The end-users of our solutions range from design teams at top Formula One groups to engineers at major car manufacturers creating the latest Autonomous Driving and Advanced Driver Assistance Systems (ADAS). The common thread linking our users is that they share a common requirement to reproduce the real world, with a surprisingly high level of detail and accuracy.
Possibly of more interest to LiDAR News readers is the fact that lidar technology has been instrumental in transforming driving simulators. Until about seven years ago driving simulators were mainly used for what we call procedural simulation; driver training, evaluating human factors such as fatigue and stress, ergonomics and testing new man-machine-interfaces. What lidar brought was an accurate map of the real world and with it the possibility to simulate a mathematical model of a car, over exactly the same road surface, with identical scenery and visual reference, with a human driver, in a safe, controlled, environment. It actually took us another two years of R&D to develop a tool, TerrainServer, that is capable of feeding 1cm resolution lidar data into the simulated vehicle models fast enough that they can run real-time.
Driving simulators come in all shapes and sizes. Our business focuses on the fastest, highest bandwidth systems targeting engineering development. They are designed to accurately replicate the dynamic behaviour of the vehicle being simulated.
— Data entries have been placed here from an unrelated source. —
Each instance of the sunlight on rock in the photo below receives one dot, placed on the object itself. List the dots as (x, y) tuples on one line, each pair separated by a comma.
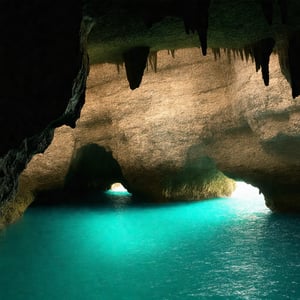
[(247, 191)]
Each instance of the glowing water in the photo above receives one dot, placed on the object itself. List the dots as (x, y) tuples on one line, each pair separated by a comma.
[(222, 249)]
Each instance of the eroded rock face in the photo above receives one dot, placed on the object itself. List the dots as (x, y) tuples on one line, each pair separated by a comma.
[(193, 109)]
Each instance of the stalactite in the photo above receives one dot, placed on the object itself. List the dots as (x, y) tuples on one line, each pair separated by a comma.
[(294, 63), (283, 10), (267, 7), (262, 51), (119, 66), (195, 18), (216, 52), (172, 52), (152, 60), (135, 64)]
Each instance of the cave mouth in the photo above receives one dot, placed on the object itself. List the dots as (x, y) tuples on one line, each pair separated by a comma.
[(248, 198), (246, 191), (117, 188)]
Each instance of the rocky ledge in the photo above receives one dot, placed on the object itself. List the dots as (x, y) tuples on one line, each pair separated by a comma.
[(173, 137)]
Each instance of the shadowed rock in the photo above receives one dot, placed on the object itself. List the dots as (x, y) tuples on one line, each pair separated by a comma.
[(135, 64), (195, 18), (267, 7), (262, 51), (289, 61), (283, 10), (294, 64)]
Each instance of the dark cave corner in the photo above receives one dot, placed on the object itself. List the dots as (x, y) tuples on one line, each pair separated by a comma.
[(43, 86), (91, 173), (44, 77)]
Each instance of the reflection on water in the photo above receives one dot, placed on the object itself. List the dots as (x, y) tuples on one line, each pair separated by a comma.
[(223, 248)]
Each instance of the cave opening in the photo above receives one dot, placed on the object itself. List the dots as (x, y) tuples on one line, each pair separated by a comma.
[(118, 188), (247, 191)]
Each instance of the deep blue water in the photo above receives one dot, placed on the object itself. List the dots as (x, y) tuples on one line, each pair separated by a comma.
[(218, 249)]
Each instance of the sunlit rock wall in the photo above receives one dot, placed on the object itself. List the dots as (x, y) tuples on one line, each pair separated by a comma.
[(193, 109)]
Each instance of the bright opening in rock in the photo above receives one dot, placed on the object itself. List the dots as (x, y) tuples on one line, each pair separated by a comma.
[(118, 188), (247, 191)]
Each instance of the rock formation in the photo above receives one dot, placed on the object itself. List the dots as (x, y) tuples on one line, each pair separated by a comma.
[(44, 68), (174, 129)]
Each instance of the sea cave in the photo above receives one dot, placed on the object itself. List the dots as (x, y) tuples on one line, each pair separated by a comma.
[(138, 122)]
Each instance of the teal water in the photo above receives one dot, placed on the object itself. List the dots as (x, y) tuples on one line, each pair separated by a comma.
[(217, 249)]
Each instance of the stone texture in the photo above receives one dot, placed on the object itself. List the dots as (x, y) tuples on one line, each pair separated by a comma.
[(193, 108)]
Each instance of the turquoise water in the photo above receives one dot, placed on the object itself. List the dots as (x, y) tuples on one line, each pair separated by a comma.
[(217, 249)]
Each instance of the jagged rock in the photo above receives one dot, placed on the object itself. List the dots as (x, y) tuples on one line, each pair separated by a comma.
[(283, 10), (195, 18), (267, 7), (262, 51), (288, 51), (294, 63), (135, 63), (172, 124)]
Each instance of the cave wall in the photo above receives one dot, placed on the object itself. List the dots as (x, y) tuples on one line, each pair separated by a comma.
[(44, 66), (189, 111)]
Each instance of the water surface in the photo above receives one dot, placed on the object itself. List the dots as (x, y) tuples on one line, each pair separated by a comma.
[(218, 249)]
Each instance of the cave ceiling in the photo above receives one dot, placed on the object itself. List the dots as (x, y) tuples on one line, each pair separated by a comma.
[(124, 30)]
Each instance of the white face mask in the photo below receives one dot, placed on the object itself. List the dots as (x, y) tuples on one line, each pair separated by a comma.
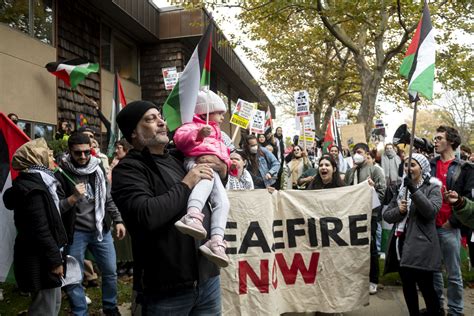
[(358, 159)]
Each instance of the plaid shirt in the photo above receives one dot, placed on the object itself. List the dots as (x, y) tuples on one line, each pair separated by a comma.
[(244, 183)]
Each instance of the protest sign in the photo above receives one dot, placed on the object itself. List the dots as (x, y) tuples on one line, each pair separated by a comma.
[(258, 122), (297, 251), (242, 113), (308, 123), (352, 134), (170, 77), (302, 103)]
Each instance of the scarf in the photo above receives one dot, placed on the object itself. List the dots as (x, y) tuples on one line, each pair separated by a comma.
[(390, 166), (49, 180), (100, 190)]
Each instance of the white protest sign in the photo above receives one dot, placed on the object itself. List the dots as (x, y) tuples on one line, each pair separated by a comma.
[(170, 77), (308, 123), (258, 122), (242, 113), (302, 103)]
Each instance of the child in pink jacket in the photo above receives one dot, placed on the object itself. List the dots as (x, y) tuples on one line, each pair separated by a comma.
[(196, 139)]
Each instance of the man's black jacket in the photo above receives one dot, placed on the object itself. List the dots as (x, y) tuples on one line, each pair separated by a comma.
[(150, 202)]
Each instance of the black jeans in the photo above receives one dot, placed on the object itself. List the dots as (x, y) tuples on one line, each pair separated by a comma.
[(374, 254), (410, 278)]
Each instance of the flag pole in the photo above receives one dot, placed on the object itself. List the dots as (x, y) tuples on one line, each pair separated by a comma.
[(412, 141)]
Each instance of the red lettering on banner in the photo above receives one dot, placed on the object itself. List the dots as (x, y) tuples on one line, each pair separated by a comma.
[(260, 282), (290, 274)]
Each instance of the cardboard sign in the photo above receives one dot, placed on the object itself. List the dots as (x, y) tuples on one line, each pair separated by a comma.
[(297, 251), (258, 122), (242, 113), (302, 103), (170, 77), (352, 134)]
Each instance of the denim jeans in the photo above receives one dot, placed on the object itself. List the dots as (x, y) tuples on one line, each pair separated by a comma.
[(450, 242), (104, 254), (203, 300)]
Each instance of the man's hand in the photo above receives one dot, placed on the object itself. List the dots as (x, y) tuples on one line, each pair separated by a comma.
[(121, 231), (204, 132), (215, 163), (410, 184), (197, 173), (403, 206), (451, 197), (59, 271)]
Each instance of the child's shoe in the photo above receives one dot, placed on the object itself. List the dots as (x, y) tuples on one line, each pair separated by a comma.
[(191, 224), (214, 250)]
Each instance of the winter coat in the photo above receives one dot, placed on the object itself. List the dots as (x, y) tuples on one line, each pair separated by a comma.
[(151, 200), (421, 248), (465, 214), (460, 178), (187, 141), (40, 233)]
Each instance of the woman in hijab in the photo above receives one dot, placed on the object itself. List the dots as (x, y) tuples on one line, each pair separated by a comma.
[(414, 247), (328, 176), (295, 168), (34, 197)]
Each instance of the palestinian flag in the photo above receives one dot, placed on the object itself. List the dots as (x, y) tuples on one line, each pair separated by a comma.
[(179, 107), (332, 136), (11, 137), (118, 102), (419, 63), (72, 71), (81, 120)]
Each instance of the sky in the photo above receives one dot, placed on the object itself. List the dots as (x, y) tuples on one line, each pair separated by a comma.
[(391, 117)]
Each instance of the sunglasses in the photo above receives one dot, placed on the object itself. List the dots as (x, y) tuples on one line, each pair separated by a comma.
[(80, 152)]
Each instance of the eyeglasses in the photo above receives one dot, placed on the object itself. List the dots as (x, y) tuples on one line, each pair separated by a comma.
[(80, 152)]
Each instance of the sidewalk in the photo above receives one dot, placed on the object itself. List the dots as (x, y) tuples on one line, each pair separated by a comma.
[(388, 301)]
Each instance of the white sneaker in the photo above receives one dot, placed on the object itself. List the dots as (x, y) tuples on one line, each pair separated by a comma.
[(372, 288)]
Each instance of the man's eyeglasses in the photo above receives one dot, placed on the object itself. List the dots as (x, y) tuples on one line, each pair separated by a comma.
[(80, 152)]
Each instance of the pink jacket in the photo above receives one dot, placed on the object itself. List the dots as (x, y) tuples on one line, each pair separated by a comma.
[(186, 141)]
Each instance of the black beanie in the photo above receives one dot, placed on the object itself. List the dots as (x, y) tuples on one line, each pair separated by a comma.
[(130, 115)]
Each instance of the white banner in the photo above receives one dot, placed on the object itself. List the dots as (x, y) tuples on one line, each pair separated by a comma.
[(297, 251)]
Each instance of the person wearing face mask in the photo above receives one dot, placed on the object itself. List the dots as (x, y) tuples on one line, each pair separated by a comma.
[(263, 166), (296, 167), (390, 164), (243, 179), (361, 171)]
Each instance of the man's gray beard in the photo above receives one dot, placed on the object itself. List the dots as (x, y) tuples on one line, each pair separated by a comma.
[(151, 142)]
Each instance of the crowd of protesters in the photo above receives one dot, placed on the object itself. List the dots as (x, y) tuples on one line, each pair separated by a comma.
[(154, 194)]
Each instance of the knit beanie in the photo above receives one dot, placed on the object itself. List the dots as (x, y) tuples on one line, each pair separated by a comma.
[(129, 116), (423, 162), (209, 99)]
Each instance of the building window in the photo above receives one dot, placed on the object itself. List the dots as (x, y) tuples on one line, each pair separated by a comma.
[(33, 17), (36, 129), (119, 54)]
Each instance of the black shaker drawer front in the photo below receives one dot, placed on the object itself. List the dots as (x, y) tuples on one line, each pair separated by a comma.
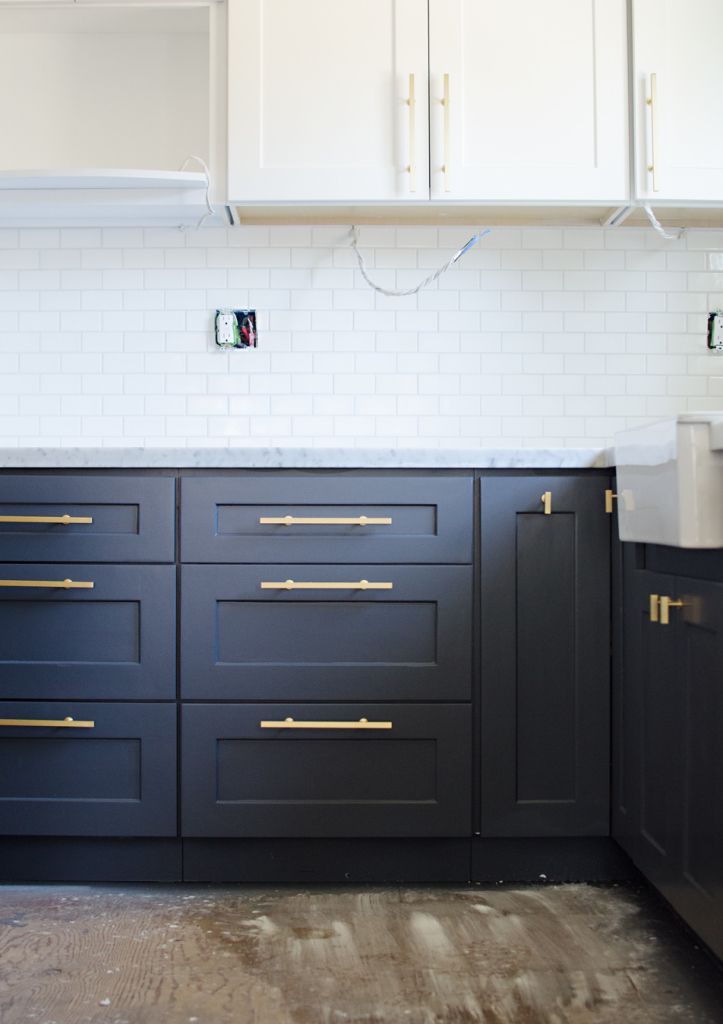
[(87, 632), (248, 770), (317, 517), (246, 636), (111, 771), (57, 517)]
When measurement equipment fitted to a real car that is on a lap of the Nordschleife test track in Germany, records a disturbance in the road surface due to a repair or joint in the road surface, we have to be able to replicate that same discontinuity in the simulated car. This means that the demands we make on our suppliers in the mobile lidar industry have often been rather challenging.
The Nordschleife, mentioned above, is probably the most iconic test facility in the entire automotive world. Ex-F1 driver Jackie Stewart referred to it as the "Green Hell", 20.8km of twists and turns create a very demanding test track. Our digital model of this track is a good example of the challenges we face. The entire road surface, all 20.8km, has been mapped to 1cm resolution with sub-millimetre accuracy (using phasebased lidar for the road surface) and we have to feed this in real-time to our end users’ vehicle models.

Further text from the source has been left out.